PCOSImagine having a variety of unexplainable symptoms that have no apparent relation to one another. You have unwanted facial hair along your chin and jaw, while the hair on your head is thinning and falling out. You have irregular menstrual cycles, sometimes not having a cycle for months. Seemingly from out of nowhere, you face is covered in acne. As much as you may try to lose weight, your body resists.

All of these symptoms make up the hormonal condition known as Polycystic Ovarian Syndrome, otherwise known as PCOS. It is estimated that the condition affects about 1 in 10 women and consists of an imbalance of hormones in the female body. Women diagnosed with the condition do not make enough progesterone and make too many male hormones, known as androgens. Although the condition was first identified in 1935, it has only recently begun to gain recognition in the medical community.

Many women go undiagnosed for years because there is no one specific test that diagnoses the condition, and symptoms vary from person to person. The name of the condition is also a misnomer, as it suggests that women will have cysts on their ovaries, which is not necessarily a true identifier for the condition. Most recently, the National Institutes of Health is considering re-naming PCOS to better reflect the condition itself, but no specific new name has been announced yet.

Other unwanted symptoms include infertility, male-pattern hair loss, insulin resistance, high blood pressure, and cysts on the ovaries, though as mentioned, not all women necessarily have this symptom and still live with the condition.
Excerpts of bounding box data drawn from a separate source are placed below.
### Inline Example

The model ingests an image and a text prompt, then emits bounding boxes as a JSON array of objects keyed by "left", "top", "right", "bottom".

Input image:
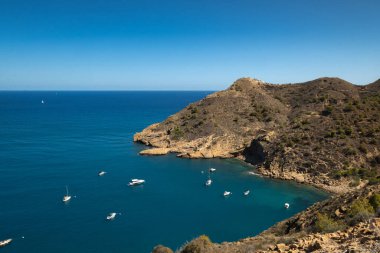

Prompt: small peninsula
[{"left": 134, "top": 77, "right": 380, "bottom": 253}]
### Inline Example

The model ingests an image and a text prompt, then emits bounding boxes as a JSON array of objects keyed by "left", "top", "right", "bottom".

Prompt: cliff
[{"left": 134, "top": 78, "right": 380, "bottom": 193}]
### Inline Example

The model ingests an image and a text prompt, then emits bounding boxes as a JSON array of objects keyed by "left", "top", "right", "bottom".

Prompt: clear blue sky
[{"left": 0, "top": 0, "right": 380, "bottom": 90}]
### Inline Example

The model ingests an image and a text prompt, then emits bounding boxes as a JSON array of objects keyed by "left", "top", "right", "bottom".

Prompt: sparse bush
[
  {"left": 314, "top": 213, "right": 344, "bottom": 233},
  {"left": 322, "top": 106, "right": 333, "bottom": 116},
  {"left": 369, "top": 193, "right": 380, "bottom": 211},
  {"left": 152, "top": 245, "right": 173, "bottom": 253},
  {"left": 181, "top": 235, "right": 212, "bottom": 253},
  {"left": 348, "top": 198, "right": 375, "bottom": 225},
  {"left": 343, "top": 147, "right": 356, "bottom": 156}
]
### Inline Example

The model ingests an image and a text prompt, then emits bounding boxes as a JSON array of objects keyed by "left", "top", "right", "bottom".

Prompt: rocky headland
[{"left": 134, "top": 78, "right": 380, "bottom": 252}]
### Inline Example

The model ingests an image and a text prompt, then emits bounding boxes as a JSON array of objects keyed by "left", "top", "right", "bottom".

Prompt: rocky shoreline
[{"left": 134, "top": 78, "right": 380, "bottom": 253}]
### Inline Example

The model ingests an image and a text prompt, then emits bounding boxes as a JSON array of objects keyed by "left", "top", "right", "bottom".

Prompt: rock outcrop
[
  {"left": 134, "top": 78, "right": 380, "bottom": 193},
  {"left": 153, "top": 185, "right": 380, "bottom": 253}
]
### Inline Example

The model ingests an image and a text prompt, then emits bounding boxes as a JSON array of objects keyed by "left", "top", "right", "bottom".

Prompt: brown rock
[{"left": 140, "top": 148, "right": 170, "bottom": 155}]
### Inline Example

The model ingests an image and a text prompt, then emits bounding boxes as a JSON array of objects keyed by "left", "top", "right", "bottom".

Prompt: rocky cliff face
[{"left": 134, "top": 78, "right": 380, "bottom": 192}]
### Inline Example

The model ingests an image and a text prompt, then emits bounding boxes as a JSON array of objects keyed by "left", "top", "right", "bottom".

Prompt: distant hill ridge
[{"left": 134, "top": 77, "right": 380, "bottom": 192}]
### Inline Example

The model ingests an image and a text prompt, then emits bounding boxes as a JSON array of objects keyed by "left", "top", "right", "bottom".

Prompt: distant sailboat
[
  {"left": 0, "top": 239, "right": 12, "bottom": 247},
  {"left": 106, "top": 213, "right": 116, "bottom": 220},
  {"left": 62, "top": 186, "right": 71, "bottom": 202},
  {"left": 205, "top": 172, "right": 212, "bottom": 186},
  {"left": 128, "top": 179, "right": 145, "bottom": 186}
]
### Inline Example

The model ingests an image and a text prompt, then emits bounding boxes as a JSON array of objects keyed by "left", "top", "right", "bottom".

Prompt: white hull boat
[
  {"left": 128, "top": 179, "right": 145, "bottom": 186},
  {"left": 62, "top": 186, "right": 71, "bottom": 202},
  {"left": 223, "top": 191, "right": 232, "bottom": 197},
  {"left": 106, "top": 213, "right": 116, "bottom": 220}
]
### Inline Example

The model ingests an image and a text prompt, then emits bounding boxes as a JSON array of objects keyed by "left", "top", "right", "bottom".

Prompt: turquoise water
[{"left": 0, "top": 92, "right": 327, "bottom": 253}]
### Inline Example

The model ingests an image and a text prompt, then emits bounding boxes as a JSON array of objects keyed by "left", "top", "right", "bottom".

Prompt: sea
[{"left": 0, "top": 91, "right": 329, "bottom": 253}]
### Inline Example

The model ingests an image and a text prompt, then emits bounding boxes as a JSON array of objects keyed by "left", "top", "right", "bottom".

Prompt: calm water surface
[{"left": 0, "top": 92, "right": 327, "bottom": 253}]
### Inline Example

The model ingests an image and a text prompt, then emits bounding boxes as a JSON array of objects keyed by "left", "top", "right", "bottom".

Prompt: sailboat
[
  {"left": 106, "top": 213, "right": 116, "bottom": 220},
  {"left": 205, "top": 172, "right": 212, "bottom": 186},
  {"left": 0, "top": 239, "right": 12, "bottom": 247},
  {"left": 62, "top": 185, "right": 71, "bottom": 202},
  {"left": 223, "top": 191, "right": 232, "bottom": 197}
]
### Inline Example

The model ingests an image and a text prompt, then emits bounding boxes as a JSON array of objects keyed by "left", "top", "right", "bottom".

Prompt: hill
[{"left": 134, "top": 77, "right": 380, "bottom": 192}]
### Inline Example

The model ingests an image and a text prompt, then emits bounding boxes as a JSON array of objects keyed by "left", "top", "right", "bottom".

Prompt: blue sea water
[{"left": 0, "top": 92, "right": 328, "bottom": 253}]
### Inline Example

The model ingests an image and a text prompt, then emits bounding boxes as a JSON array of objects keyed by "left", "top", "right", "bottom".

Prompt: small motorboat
[
  {"left": 128, "top": 179, "right": 145, "bottom": 186},
  {"left": 0, "top": 239, "right": 12, "bottom": 247},
  {"left": 62, "top": 186, "right": 71, "bottom": 202},
  {"left": 106, "top": 213, "right": 116, "bottom": 220},
  {"left": 98, "top": 170, "right": 107, "bottom": 177},
  {"left": 223, "top": 191, "right": 232, "bottom": 197},
  {"left": 248, "top": 171, "right": 262, "bottom": 177}
]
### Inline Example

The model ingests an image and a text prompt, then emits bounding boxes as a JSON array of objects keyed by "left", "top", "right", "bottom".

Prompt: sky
[{"left": 0, "top": 0, "right": 380, "bottom": 90}]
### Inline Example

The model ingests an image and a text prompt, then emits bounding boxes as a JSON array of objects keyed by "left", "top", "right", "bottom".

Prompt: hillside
[
  {"left": 153, "top": 185, "right": 380, "bottom": 253},
  {"left": 134, "top": 78, "right": 380, "bottom": 192}
]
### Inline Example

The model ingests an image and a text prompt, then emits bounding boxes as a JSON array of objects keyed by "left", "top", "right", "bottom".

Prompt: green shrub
[
  {"left": 171, "top": 126, "right": 184, "bottom": 140},
  {"left": 349, "top": 176, "right": 360, "bottom": 187},
  {"left": 347, "top": 198, "right": 375, "bottom": 225},
  {"left": 152, "top": 245, "right": 173, "bottom": 253},
  {"left": 314, "top": 213, "right": 344, "bottom": 233}
]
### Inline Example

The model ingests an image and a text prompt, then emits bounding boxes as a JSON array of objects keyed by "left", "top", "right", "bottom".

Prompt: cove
[{"left": 0, "top": 92, "right": 328, "bottom": 253}]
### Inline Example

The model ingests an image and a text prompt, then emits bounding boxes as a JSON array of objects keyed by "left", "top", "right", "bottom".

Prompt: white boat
[
  {"left": 223, "top": 191, "right": 232, "bottom": 197},
  {"left": 62, "top": 186, "right": 71, "bottom": 202},
  {"left": 106, "top": 213, "right": 116, "bottom": 220},
  {"left": 128, "top": 179, "right": 145, "bottom": 186},
  {"left": 248, "top": 171, "right": 262, "bottom": 177},
  {"left": 0, "top": 239, "right": 12, "bottom": 247},
  {"left": 98, "top": 170, "right": 107, "bottom": 176}
]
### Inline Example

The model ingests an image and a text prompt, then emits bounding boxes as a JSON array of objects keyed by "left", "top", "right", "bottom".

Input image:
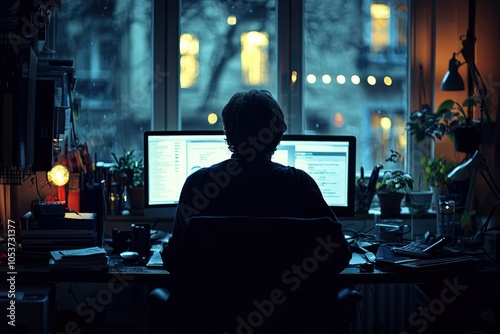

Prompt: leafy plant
[
  {"left": 110, "top": 149, "right": 144, "bottom": 187},
  {"left": 375, "top": 169, "right": 413, "bottom": 193},
  {"left": 406, "top": 96, "right": 480, "bottom": 142},
  {"left": 420, "top": 156, "right": 455, "bottom": 187}
]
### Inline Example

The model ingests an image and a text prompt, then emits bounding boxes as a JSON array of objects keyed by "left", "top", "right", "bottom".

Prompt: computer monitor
[{"left": 144, "top": 131, "right": 356, "bottom": 217}]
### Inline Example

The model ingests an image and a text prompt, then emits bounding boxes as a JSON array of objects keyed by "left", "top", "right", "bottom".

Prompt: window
[
  {"left": 178, "top": 0, "right": 277, "bottom": 130},
  {"left": 54, "top": 0, "right": 154, "bottom": 161},
  {"left": 55, "top": 0, "right": 409, "bottom": 169}
]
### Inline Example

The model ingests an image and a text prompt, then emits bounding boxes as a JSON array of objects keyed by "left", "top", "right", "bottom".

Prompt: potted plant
[
  {"left": 110, "top": 149, "right": 144, "bottom": 214},
  {"left": 406, "top": 96, "right": 481, "bottom": 153},
  {"left": 375, "top": 169, "right": 413, "bottom": 218},
  {"left": 420, "top": 155, "right": 455, "bottom": 210}
]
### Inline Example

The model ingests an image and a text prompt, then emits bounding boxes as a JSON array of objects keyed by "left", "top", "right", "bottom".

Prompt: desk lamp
[
  {"left": 46, "top": 165, "right": 69, "bottom": 201},
  {"left": 448, "top": 151, "right": 500, "bottom": 232},
  {"left": 441, "top": 0, "right": 491, "bottom": 124}
]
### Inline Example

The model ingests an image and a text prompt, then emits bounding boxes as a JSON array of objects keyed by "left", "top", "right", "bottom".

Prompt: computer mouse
[{"left": 120, "top": 251, "right": 141, "bottom": 261}]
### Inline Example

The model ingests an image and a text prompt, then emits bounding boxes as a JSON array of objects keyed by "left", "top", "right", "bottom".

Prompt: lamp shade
[
  {"left": 47, "top": 165, "right": 69, "bottom": 187},
  {"left": 441, "top": 54, "right": 465, "bottom": 91}
]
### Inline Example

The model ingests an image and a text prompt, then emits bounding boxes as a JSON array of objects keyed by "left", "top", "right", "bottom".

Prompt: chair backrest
[{"left": 166, "top": 216, "right": 346, "bottom": 333}]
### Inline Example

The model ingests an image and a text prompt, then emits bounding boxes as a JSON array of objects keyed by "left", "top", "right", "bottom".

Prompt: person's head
[{"left": 222, "top": 90, "right": 287, "bottom": 155}]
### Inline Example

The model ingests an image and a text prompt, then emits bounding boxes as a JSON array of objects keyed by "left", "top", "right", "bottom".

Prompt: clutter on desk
[
  {"left": 49, "top": 247, "right": 109, "bottom": 270},
  {"left": 19, "top": 212, "right": 99, "bottom": 260}
]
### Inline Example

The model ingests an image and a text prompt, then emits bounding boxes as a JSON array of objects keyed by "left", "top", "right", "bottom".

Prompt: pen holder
[
  {"left": 354, "top": 187, "right": 375, "bottom": 213},
  {"left": 131, "top": 224, "right": 151, "bottom": 258}
]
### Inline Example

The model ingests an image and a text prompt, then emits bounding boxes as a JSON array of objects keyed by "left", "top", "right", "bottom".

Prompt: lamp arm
[
  {"left": 480, "top": 168, "right": 500, "bottom": 200},
  {"left": 481, "top": 200, "right": 500, "bottom": 232}
]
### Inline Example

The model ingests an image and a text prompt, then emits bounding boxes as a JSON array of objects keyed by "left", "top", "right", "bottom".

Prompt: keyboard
[{"left": 146, "top": 250, "right": 163, "bottom": 267}]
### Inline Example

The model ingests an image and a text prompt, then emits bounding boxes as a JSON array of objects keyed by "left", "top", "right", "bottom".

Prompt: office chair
[{"left": 149, "top": 217, "right": 362, "bottom": 333}]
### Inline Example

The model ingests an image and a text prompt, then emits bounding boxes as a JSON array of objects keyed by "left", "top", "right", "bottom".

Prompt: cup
[{"left": 131, "top": 224, "right": 151, "bottom": 258}]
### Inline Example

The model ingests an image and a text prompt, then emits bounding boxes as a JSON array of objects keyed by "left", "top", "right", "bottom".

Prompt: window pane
[
  {"left": 179, "top": 0, "right": 277, "bottom": 130},
  {"left": 304, "top": 0, "right": 408, "bottom": 170},
  {"left": 54, "top": 0, "right": 153, "bottom": 161}
]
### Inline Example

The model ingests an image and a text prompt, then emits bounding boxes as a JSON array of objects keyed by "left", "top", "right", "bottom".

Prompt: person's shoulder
[{"left": 187, "top": 159, "right": 234, "bottom": 179}]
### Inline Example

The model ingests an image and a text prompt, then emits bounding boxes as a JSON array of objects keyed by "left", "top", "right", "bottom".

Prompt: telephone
[{"left": 391, "top": 232, "right": 453, "bottom": 258}]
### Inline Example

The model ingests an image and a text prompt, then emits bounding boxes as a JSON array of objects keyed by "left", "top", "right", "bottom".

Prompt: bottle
[{"left": 437, "top": 196, "right": 456, "bottom": 241}]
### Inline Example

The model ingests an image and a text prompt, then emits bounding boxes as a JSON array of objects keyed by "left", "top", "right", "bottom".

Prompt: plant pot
[
  {"left": 406, "top": 190, "right": 432, "bottom": 213},
  {"left": 378, "top": 192, "right": 405, "bottom": 219},
  {"left": 453, "top": 126, "right": 481, "bottom": 153},
  {"left": 127, "top": 187, "right": 144, "bottom": 215},
  {"left": 354, "top": 188, "right": 375, "bottom": 213}
]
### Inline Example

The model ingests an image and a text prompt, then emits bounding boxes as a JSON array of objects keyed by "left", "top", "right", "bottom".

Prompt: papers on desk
[{"left": 50, "top": 247, "right": 109, "bottom": 270}]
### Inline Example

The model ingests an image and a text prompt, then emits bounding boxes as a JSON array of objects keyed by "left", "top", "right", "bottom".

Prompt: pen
[{"left": 394, "top": 259, "right": 418, "bottom": 264}]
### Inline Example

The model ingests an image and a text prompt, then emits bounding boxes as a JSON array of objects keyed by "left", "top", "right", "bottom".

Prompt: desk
[{"left": 0, "top": 254, "right": 500, "bottom": 333}]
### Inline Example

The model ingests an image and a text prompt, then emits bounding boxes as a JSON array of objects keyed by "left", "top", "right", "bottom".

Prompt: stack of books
[
  {"left": 50, "top": 247, "right": 109, "bottom": 270},
  {"left": 20, "top": 212, "right": 100, "bottom": 261}
]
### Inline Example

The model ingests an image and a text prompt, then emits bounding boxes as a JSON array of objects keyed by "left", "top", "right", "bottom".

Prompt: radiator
[{"left": 352, "top": 283, "right": 417, "bottom": 334}]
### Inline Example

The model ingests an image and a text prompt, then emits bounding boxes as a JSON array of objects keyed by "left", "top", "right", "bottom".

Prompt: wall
[
  {"left": 434, "top": 0, "right": 500, "bottom": 225},
  {"left": 410, "top": 0, "right": 500, "bottom": 225}
]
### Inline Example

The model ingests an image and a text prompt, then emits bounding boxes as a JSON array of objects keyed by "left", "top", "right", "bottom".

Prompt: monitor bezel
[{"left": 144, "top": 130, "right": 356, "bottom": 217}]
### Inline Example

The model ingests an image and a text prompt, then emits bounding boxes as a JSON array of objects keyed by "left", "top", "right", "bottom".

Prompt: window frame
[{"left": 151, "top": 0, "right": 422, "bottom": 175}]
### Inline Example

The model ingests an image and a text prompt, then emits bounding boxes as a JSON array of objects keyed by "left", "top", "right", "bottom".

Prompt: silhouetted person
[{"left": 163, "top": 90, "right": 351, "bottom": 273}]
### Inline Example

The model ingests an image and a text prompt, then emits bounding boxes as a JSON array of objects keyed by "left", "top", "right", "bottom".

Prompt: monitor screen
[{"left": 144, "top": 131, "right": 356, "bottom": 217}]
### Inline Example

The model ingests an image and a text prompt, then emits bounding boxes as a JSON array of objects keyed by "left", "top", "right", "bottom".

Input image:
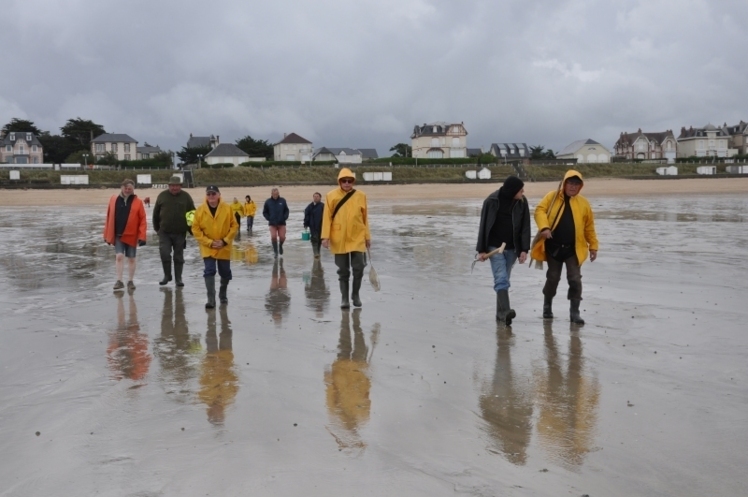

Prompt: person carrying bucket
[
  {"left": 304, "top": 192, "right": 325, "bottom": 259},
  {"left": 322, "top": 167, "right": 371, "bottom": 309}
]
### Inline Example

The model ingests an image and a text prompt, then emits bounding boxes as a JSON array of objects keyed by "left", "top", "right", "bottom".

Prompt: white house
[
  {"left": 203, "top": 143, "right": 249, "bottom": 167},
  {"left": 410, "top": 122, "right": 468, "bottom": 159},
  {"left": 556, "top": 139, "right": 610, "bottom": 164},
  {"left": 91, "top": 133, "right": 138, "bottom": 160},
  {"left": 273, "top": 133, "right": 314, "bottom": 162}
]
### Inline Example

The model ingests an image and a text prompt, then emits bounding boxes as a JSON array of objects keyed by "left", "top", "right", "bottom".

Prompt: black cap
[{"left": 501, "top": 176, "right": 525, "bottom": 198}]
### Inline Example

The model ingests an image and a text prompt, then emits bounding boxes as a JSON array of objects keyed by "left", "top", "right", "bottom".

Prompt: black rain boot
[
  {"left": 158, "top": 261, "right": 171, "bottom": 286},
  {"left": 174, "top": 262, "right": 184, "bottom": 286},
  {"left": 218, "top": 278, "right": 229, "bottom": 304},
  {"left": 543, "top": 297, "right": 553, "bottom": 319},
  {"left": 340, "top": 280, "right": 351, "bottom": 309},
  {"left": 569, "top": 300, "right": 584, "bottom": 324},
  {"left": 496, "top": 290, "right": 517, "bottom": 326},
  {"left": 351, "top": 276, "right": 363, "bottom": 307},
  {"left": 205, "top": 275, "right": 216, "bottom": 309}
]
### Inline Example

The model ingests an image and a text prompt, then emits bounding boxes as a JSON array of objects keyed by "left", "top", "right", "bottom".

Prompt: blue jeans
[
  {"left": 203, "top": 257, "right": 231, "bottom": 280},
  {"left": 488, "top": 247, "right": 517, "bottom": 292}
]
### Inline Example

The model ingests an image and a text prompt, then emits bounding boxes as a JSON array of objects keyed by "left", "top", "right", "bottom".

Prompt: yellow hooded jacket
[
  {"left": 532, "top": 169, "right": 598, "bottom": 266},
  {"left": 192, "top": 198, "right": 239, "bottom": 260},
  {"left": 322, "top": 167, "right": 371, "bottom": 254},
  {"left": 244, "top": 200, "right": 257, "bottom": 217}
]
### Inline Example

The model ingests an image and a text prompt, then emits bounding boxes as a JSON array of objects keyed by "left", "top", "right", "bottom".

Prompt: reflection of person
[
  {"left": 265, "top": 260, "right": 291, "bottom": 325},
  {"left": 244, "top": 195, "right": 257, "bottom": 233},
  {"left": 153, "top": 176, "right": 195, "bottom": 286},
  {"left": 535, "top": 321, "right": 600, "bottom": 466},
  {"left": 475, "top": 176, "right": 530, "bottom": 326},
  {"left": 197, "top": 307, "right": 239, "bottom": 425},
  {"left": 304, "top": 192, "right": 325, "bottom": 258},
  {"left": 153, "top": 287, "right": 199, "bottom": 392},
  {"left": 106, "top": 294, "right": 151, "bottom": 381},
  {"left": 480, "top": 330, "right": 533, "bottom": 465},
  {"left": 325, "top": 309, "right": 374, "bottom": 448},
  {"left": 322, "top": 167, "right": 371, "bottom": 309},
  {"left": 304, "top": 259, "right": 330, "bottom": 318},
  {"left": 104, "top": 179, "right": 147, "bottom": 290},
  {"left": 532, "top": 169, "right": 598, "bottom": 324},
  {"left": 262, "top": 188, "right": 288, "bottom": 257},
  {"left": 192, "top": 185, "right": 239, "bottom": 309}
]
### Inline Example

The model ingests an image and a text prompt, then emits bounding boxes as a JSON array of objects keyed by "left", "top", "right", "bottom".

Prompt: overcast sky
[{"left": 0, "top": 0, "right": 748, "bottom": 156}]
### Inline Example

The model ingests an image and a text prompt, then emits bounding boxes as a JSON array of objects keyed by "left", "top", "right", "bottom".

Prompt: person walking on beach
[
  {"left": 153, "top": 176, "right": 195, "bottom": 286},
  {"left": 262, "top": 188, "right": 288, "bottom": 257},
  {"left": 104, "top": 179, "right": 147, "bottom": 290},
  {"left": 244, "top": 195, "right": 257, "bottom": 233},
  {"left": 322, "top": 167, "right": 371, "bottom": 309},
  {"left": 531, "top": 169, "right": 598, "bottom": 324},
  {"left": 304, "top": 192, "right": 325, "bottom": 259},
  {"left": 475, "top": 176, "right": 530, "bottom": 326},
  {"left": 192, "top": 185, "right": 239, "bottom": 309}
]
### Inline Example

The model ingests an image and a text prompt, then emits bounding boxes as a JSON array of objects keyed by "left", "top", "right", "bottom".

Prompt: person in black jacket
[
  {"left": 262, "top": 188, "right": 288, "bottom": 257},
  {"left": 304, "top": 192, "right": 325, "bottom": 259},
  {"left": 475, "top": 176, "right": 530, "bottom": 326}
]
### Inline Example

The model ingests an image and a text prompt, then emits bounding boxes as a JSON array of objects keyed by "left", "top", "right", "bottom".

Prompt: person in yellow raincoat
[
  {"left": 532, "top": 169, "right": 598, "bottom": 324},
  {"left": 322, "top": 167, "right": 371, "bottom": 309},
  {"left": 244, "top": 195, "right": 257, "bottom": 233},
  {"left": 192, "top": 185, "right": 239, "bottom": 309}
]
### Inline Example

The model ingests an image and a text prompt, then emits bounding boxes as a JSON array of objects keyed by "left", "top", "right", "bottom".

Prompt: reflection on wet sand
[
  {"left": 106, "top": 293, "right": 151, "bottom": 381},
  {"left": 535, "top": 321, "right": 600, "bottom": 469},
  {"left": 304, "top": 259, "right": 330, "bottom": 318},
  {"left": 197, "top": 306, "right": 239, "bottom": 425},
  {"left": 265, "top": 259, "right": 291, "bottom": 326},
  {"left": 479, "top": 327, "right": 533, "bottom": 466},
  {"left": 325, "top": 309, "right": 379, "bottom": 450},
  {"left": 153, "top": 287, "right": 200, "bottom": 400}
]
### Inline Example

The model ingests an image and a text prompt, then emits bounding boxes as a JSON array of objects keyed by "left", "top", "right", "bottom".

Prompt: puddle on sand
[{"left": 0, "top": 195, "right": 748, "bottom": 496}]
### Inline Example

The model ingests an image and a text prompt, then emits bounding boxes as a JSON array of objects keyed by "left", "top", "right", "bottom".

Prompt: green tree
[
  {"left": 38, "top": 131, "right": 86, "bottom": 164},
  {"left": 60, "top": 117, "right": 106, "bottom": 150},
  {"left": 390, "top": 143, "right": 413, "bottom": 157},
  {"left": 236, "top": 135, "right": 273, "bottom": 160},
  {"left": 0, "top": 117, "right": 42, "bottom": 136},
  {"left": 177, "top": 145, "right": 213, "bottom": 164}
]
Since there are so many different symptoms associated with the condition, blood tests are often used to monitor insulin and hormone levels.

Treatment for PCOS varies. Women are often prescribed a birth control pill to help get their menstrual cycles back on track, may be given Metformin to help control insulin resistance (which means that the body produces too much insulin and doesn’t have a place to store the excess, resulting in weight gain), acne medication to help with acne, and/or spironolactone for male pattern-hair loss or excess facial hair. There is also the option of taking supplements to help support healing.

Diet and exercise are extremely important when trying to manage PCOS symptoms. Eating a gluten-free, dairy-free diet is helpful for women with PCOS, because both gluten and dairy are inflammatory to the body and can be hard for the body to process, thus exacerbating PCOS symptoms. A diet rich in organic fruits, vegetables, whole grains (like quinoa and brown rice), nuts, beans, legumes, and organic free-range meats support healing. Though organic may be more expensive, conventional fruits, vegetables, and meats are often laden with pesticides, herbicides, and excess hormones, which will only worsen PCOS symptoms. Exercise can include things such as walking, yoga, or tai chi to promote healing and to get the body moving.

If you suspect you might have PCOS, speak up and talk with your primary care physician, gynecologist, or endocrinologist. The more information you have, the better able you are to control your symptoms and help yourself get back on track to living a healthy, vibrant life!